The promises of Scripture help me find my place when even my family—that scriptural cornerstone and foundation of society—has been turned upside down. As a convinced complementarian, I have struggled to make sense of our situation as I have stayed home and my wife has gone back to work. It has been a blow to my ego and a challenge to my sense of who I am as a man, even in Christ. But if Christ can gather his people as a hen gathers its chicks so, perhaps, may I. And my wife’s industry only increases my confidence, and because of her our family lacks nothing of value (Prov. 31:11).
And the promises of Scripture assure me that on that great and glorious day, when faith becomes sight and I see even as I am now seen, even my worship will be healed. One of the things I cannot reliably do because of my condition is sing. I love to sing the praises of him Who died for me, but my voice won’t cooperate. If, on occasion, I am able to belt out one of my favorite hymns, as soon as I realize it—and think to myself, “Oh, Joy! At last I can glorify my Maker and my Redeemer freely!”—my brain catches up to my heart and my mouth is stopped. My face may contort and my neck snap my head back and I stare at the ceiling, still praising God in my heart, but wondering what the people around me are thinking. But the Lord is not pleased with our worship because we do it well, any more than because we get it right. We may exercise the regulative principle and vet every psalm, hymn, and spiritual song to be sure they are theologically or musically correct, but our best efforts will still be tainted with sin and human frailty. And the best vocalists or instrumentalists, whom I envy for their skill and freedom, will sound even better in heaven. And so will I.

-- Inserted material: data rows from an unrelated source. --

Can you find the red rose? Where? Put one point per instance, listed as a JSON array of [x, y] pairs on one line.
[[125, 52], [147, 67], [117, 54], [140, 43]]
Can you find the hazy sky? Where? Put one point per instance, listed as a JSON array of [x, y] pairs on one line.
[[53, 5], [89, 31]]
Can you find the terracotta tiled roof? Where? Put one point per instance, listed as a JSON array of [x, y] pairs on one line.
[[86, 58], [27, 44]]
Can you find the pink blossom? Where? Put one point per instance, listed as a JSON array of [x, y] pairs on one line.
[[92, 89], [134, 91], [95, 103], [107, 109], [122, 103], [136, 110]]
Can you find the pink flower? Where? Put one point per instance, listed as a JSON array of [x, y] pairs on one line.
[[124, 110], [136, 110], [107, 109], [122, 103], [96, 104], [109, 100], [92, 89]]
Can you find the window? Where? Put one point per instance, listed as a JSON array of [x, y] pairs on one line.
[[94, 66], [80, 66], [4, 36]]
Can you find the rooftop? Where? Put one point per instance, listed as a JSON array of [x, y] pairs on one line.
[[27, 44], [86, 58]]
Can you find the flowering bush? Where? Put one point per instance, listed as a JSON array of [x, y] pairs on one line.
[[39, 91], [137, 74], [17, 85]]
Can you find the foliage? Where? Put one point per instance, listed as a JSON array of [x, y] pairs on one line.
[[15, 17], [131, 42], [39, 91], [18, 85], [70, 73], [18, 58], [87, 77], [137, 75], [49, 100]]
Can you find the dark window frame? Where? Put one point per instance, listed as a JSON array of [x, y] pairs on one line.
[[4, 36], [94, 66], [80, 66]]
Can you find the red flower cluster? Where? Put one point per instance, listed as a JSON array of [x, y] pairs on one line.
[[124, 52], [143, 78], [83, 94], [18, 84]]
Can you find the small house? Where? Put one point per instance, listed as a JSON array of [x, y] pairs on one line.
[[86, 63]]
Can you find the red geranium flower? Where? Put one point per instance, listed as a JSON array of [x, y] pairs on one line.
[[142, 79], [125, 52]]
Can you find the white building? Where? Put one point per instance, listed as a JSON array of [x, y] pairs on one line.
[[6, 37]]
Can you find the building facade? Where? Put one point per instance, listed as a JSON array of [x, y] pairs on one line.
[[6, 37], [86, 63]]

For ultimately, what is promised is more real than what we experience now. Now we see in a glass darkly. Now we see types and shadows. What’s to come is real life—abundant, free, well, whole, sanctified, glorified, and eternal. I still certainly have bad days. I have angry days, frustrated days, and feeling-sorry-for-myself days. But my experience, my attitude, my disposition on any given day cannot shake the promises, which are unchangeable, firm, and secure, an anchor for the soul. And our present sufferings are not worth comparing with the glory that will be revealed in us (Rom. 8:18).
Even so, come, Lord Jesus.
Tom Hoffman (MDiv ’95) was diagnosed with Generalized Dystonia in 2004. Since that time he has adapted to his changing roles in ministry, contributing to devotionals and promise books and homeschooling his three children. He and his wife, Rachel, live with their children in Cane Ridge, Tennessee.